The UK has recorded almost 21,000 new coronavirus cases overnight, as deaths rose by more than 100.

Another 102 Covid-19 fatalities were reported in the past 24 hours, while another 20,890 infections were confirmed.

Today’s rise in deaths marks the highest increase on a Monday since May 25, when 104 fatalities were recorded.

It brings the country’s official death toll to 44,998.

However, separate figures published by the Office for National Statistics show there have now been 59,000 deaths registered in the UK where Covid-19 was mentioned on the death certificate.

The Government said that, as of 9am on Monday, a further 20,890 lab-confirmed cases of the virus had been recorded across the country.

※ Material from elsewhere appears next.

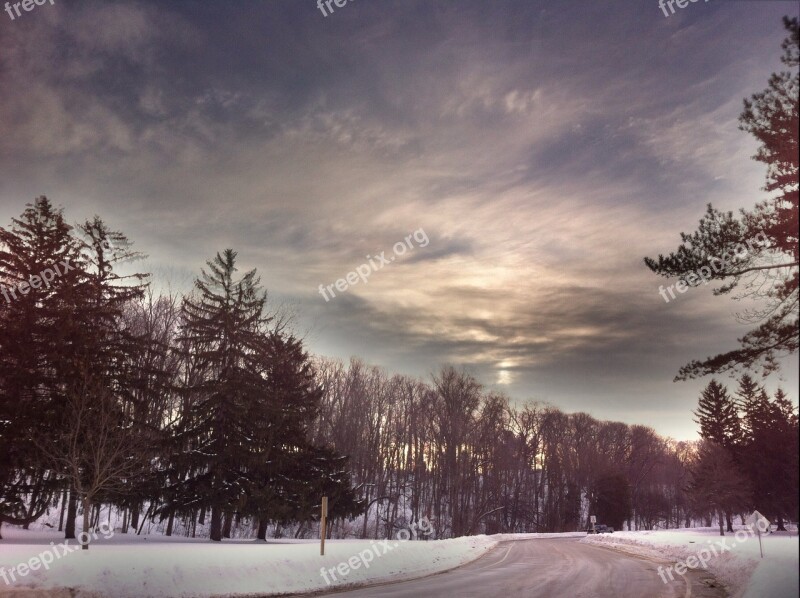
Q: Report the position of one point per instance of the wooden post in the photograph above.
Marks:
(323, 528)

This brings the total number of infections in Britain since the start of the pandemic to 894,690.

Meanwhile, a further 91 people who tested positive for coronavirus were confirmed to have died in hospitals in England – bringing the country’s hospital death toll to 31,910.

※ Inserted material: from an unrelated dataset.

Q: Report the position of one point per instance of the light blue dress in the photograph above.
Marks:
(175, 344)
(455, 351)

The patients were aged between 44 and 95 and all had known underlying health conditions, NHS England said.

The update comes as the Government faced criticism for looking at the possibility of easing the rules for people ordered to self-isolate after coming into contact with someone who had tested positive for the disease because of low levels of stay-at-home compliance.

Ministers confirmed they were looking at reducing the time that people have to quarantine at home from 14 days to between 10 days and a week. But Number 10 insisted no decision had been made yet.

Paul Hunter, professor of medicine at the University of East Anglia, told the Today programme it “would certainly increase the risk of transmission” because people infected in the last stage of the incubation period would be “allowed to be back out in public”.

But Health Secretary Matt Hancock pointed to France as an example of where a similar measure had been introduced and said any changes would be “about the overall clinical judgment” of what was necessary.